With it currently closed to all but freight between junctions eight and 11, Mrs Barnes said the bill should not be picked up by Kent taxpayers as the situation had become a "chronic national problem". She said Kent had gone from being "Eden to Hell".
And the Freight Transport Association (FTA) told BBC Radio 5 Live that Stack - brought in repeatedly over the summer because of strikes by French ferry workers and migrant disruption to Eurotunnel services - had cost the haulage industry more than £14m in the past three months.
FTA chief executive James Hookham said: "This is the country's GDP and export standing still in these horrendous queues caused by the situation in Calais.
"It is simply not acceptable that industrial action in France can cause such chaos."
He called for Calais to be made a "strike-free zone".
On Friday, talks were held between MPs, Kent County Council, Kent Police, cross-Channel operators and hauliers on how to deal with the disruption.
Ashford MP Damian Green said a contraflow would be introduced on the northbound M20 within days so Kent's traffic could keep moving even while Operation Stack was in place.
He said it was "not a complete solution" and the national government still had a significant role to play in solving the long-term problems, but he hoped it would "diminish the misery" being caused in Kent.

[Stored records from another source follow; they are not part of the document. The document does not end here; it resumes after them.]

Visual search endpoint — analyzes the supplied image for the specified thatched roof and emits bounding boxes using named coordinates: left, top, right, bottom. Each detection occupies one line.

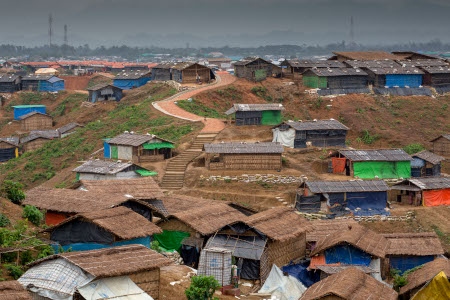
left=311, top=225, right=389, bottom=257
left=245, top=207, right=309, bottom=242
left=45, top=206, right=162, bottom=240
left=0, top=280, right=31, bottom=300
left=162, top=202, right=246, bottom=235
left=300, top=268, right=398, bottom=300
left=400, top=258, right=450, bottom=295
left=29, top=245, right=172, bottom=278
left=23, top=187, right=128, bottom=213
left=306, top=219, right=358, bottom=242
left=383, top=232, right=444, bottom=256
left=80, top=176, right=164, bottom=199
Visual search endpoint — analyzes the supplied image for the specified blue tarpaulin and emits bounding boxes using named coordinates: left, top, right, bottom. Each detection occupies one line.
left=281, top=261, right=320, bottom=287
left=325, top=245, right=372, bottom=267
left=51, top=236, right=151, bottom=253
left=389, top=255, right=434, bottom=273
left=347, top=192, right=389, bottom=216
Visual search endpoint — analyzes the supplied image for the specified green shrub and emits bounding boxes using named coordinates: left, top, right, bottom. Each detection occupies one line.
left=0, top=214, right=11, bottom=227
left=184, top=276, right=220, bottom=300
left=5, top=264, right=24, bottom=280
left=22, top=205, right=44, bottom=226
left=0, top=180, right=25, bottom=204
left=403, top=143, right=425, bottom=154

"It makes life completely miserable... people are telling me they're taking two and a half, three hours, to do a 30 minute journey. Just the normal things of everyday life have been made impossible."
Mr Green also said the French government should be taking more action to deal with industrial action in Calais and that protecting the Eurotunnel terminal at Coquelles was "not an impossible policing task".
He said: "I know our government is urging very hard the French government to meet its responsibilities there."
Eurotunnel has said the cross-Channel problem is an international concern and a "far bigger problem than one small transport company operating across a 30-mile stretch of water".
Mr Keefe said migrants were roaming Calais at will, with the single goal of trying to reach the UK.
Numbers were growing by 50 to 100 each day, he added.
He raised concerns that thousands of people had arrived in the French town over the winter and numbers would continue at the same rate over the summer.
The increase in numbers came as no surprise following migrant activity in the Mediterranean, he added.
He said: "The only voices are the operators out of Calais - us and the ferries. But this is a European problem. Two governments have been taken by surprise and have not yet reacted."
Eurotunnel has handed out leaflets in migrant camps and put up posters in nine languages around its French base, warning migrants about fast trains, high voltage electricity and moving vehicles.
It is thought there are now about 5,000 migrants in Calais.